X-Message-Number: 14645
Date: Tue, 10 Oct 2000 02:38:44 +0100
From: Phil Rhoades <>
Subject: Re: Overpopulation . . again - but maybe this getting off

David Stodolsky said:

>By corruption, I mean both the explicit taking/giving of cash
>payments, and an overall economic system that sets the stage for this
>activity and which ignores human resources as fundamental. Production
>requires people, technology, and resources. Current economic thinking
>is weak in taking into account the first (basically this is because
>the model of the person is not realistic). When economic thinking is
>applied full out in an advanced country, as under Thatcher, half the
>population is plunged into poverty. When it is likewise applied in an
>underdeveloped country you can get massive starvation, natural
>resource depletion, riots, etc.

I am not unsympathetic to this view . .

>Population is predicted to rise to 12 billion and then stabilize or
>gradually decrease. Carrying capacity of the Earth using the
>technology of 30 years ago is 60 billion.

I don't how you get this number - I would say that the optimal setup (most 
pleasant quality of life) for the earth would be for people to live in 
mostly hi-tech islands surrounded by wilderness and therefore a good sized 
population would be about 1 billion (allows plenty of human biodiversity!) 
- why do you want to be so crowded?

Speaking about an area I am a bit more familiar with - Australia - which 
has a population of about 19 million (mostly concentrated on the south-east 
coast): The country is one of the driest on earth with one of the oldest 
and poorest soils (nearly all the natural forests have been cleared in the 
last two hundred years). It has huge problems with topsoil loss, rising 
salinity, large-scale environmental damage etc etc. Even if the country was 
in good condition it could only reasonably support about 10 million people 
for an extended time (ignoring nanotech nirvanas).

>Poor political leadership can result in population pressure locally,
>however, when I asked a demographer if he knew of any case where mass
>starvation was not avoidable, he could not recall a single instance.
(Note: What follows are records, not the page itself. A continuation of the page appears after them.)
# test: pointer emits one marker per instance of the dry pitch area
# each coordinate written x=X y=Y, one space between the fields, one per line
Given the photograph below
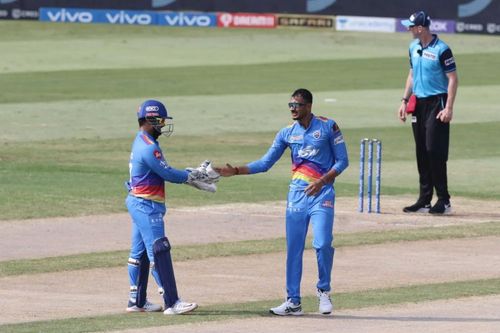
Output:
x=260 y=277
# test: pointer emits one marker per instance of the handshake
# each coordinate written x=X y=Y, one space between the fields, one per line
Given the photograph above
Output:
x=203 y=177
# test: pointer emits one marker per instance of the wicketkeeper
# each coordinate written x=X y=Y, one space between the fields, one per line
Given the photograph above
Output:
x=146 y=204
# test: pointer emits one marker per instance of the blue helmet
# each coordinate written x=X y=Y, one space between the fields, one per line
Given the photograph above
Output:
x=157 y=115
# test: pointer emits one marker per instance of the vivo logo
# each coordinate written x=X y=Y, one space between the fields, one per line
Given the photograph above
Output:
x=64 y=15
x=189 y=20
x=125 y=18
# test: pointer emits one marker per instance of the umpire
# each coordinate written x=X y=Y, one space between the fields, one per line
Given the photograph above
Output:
x=433 y=80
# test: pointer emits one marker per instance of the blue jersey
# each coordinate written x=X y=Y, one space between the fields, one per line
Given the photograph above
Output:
x=314 y=151
x=430 y=65
x=149 y=170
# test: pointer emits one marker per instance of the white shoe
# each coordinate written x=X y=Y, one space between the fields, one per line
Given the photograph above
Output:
x=325 y=303
x=287 y=308
x=180 y=307
x=148 y=307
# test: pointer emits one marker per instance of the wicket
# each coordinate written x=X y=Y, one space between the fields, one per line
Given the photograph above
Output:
x=370 y=174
It is one thing to have a huge number of people _just_ surviving but I am 
not interested in living shoulder to shoulder with billions of people - as 
long as political/social problems could be sorted out and population could 
be controlled we could all live extremely well with lots of open space . . 
(a bit utopian I'll admit).

>We could very well have an environmental catastrophe driven by
>economic forces running out of control. But it is more likely that
>cryostasis will be disrupted by social disorder, as people refuse to
>accept being starved to death, etc., in a world of plenty. The "IMF
>riots" following in the wake of the Structural Adjustment Program
>give an example of this.

I still say the biggest waste of resources is on the military.

Lee Corbin said:

>People cannot live without the Earth?  Yes, immense difficulties have so
>far attended all the projects that have tried to create independent
>self-sustaining habitats for human beings, but isn't it simply a question
>of when such projects will succeed?

Given enough resources I'm sure progress could be made but as a biologist I 
will say this: humans and their environments are complex systems - the 
interactions of these systems are _very_ poorly understood.  We are wiping 
out species and systems at an unprecedented rate (excluding natural 
disasters like comet strikes etc) and we are losing incredible amounts of 
valuable knowledge - knowledge that could do us as a species a _lot_ of good.

>Were the Earth to be utterly destroyed in one hundred years by a moon-sized
>asteroid, I think that humanity would survive, even if we
>were---unaccountably---limited to our current form.  Much sooner than that,
>the technology will exist to allow ordinary people to live elsewhere.

Sure, survival is one thing - living well is another - living on a moon 
with only three sorts of vegetable to eat is not my idea of a good time . .

>But then this implies that the much vaunted dependency of humanity upon our
>natural environment is frequently overstated.

You don't know what you've got till it's gone quite frequently - but in 
this case it is much worse, to a large extent we will never know what we 
have lost . .

>Moreover, there is the moral perspective.  While many praise Nature's
>terrible wastefulness, profligacy, and endless cycles of large animals
>hunting down and chewing up small animals, we should praise instead our
>human moral ideals.  We alone can envision a world in which ideas may die,
>but where creatures never suffer or die.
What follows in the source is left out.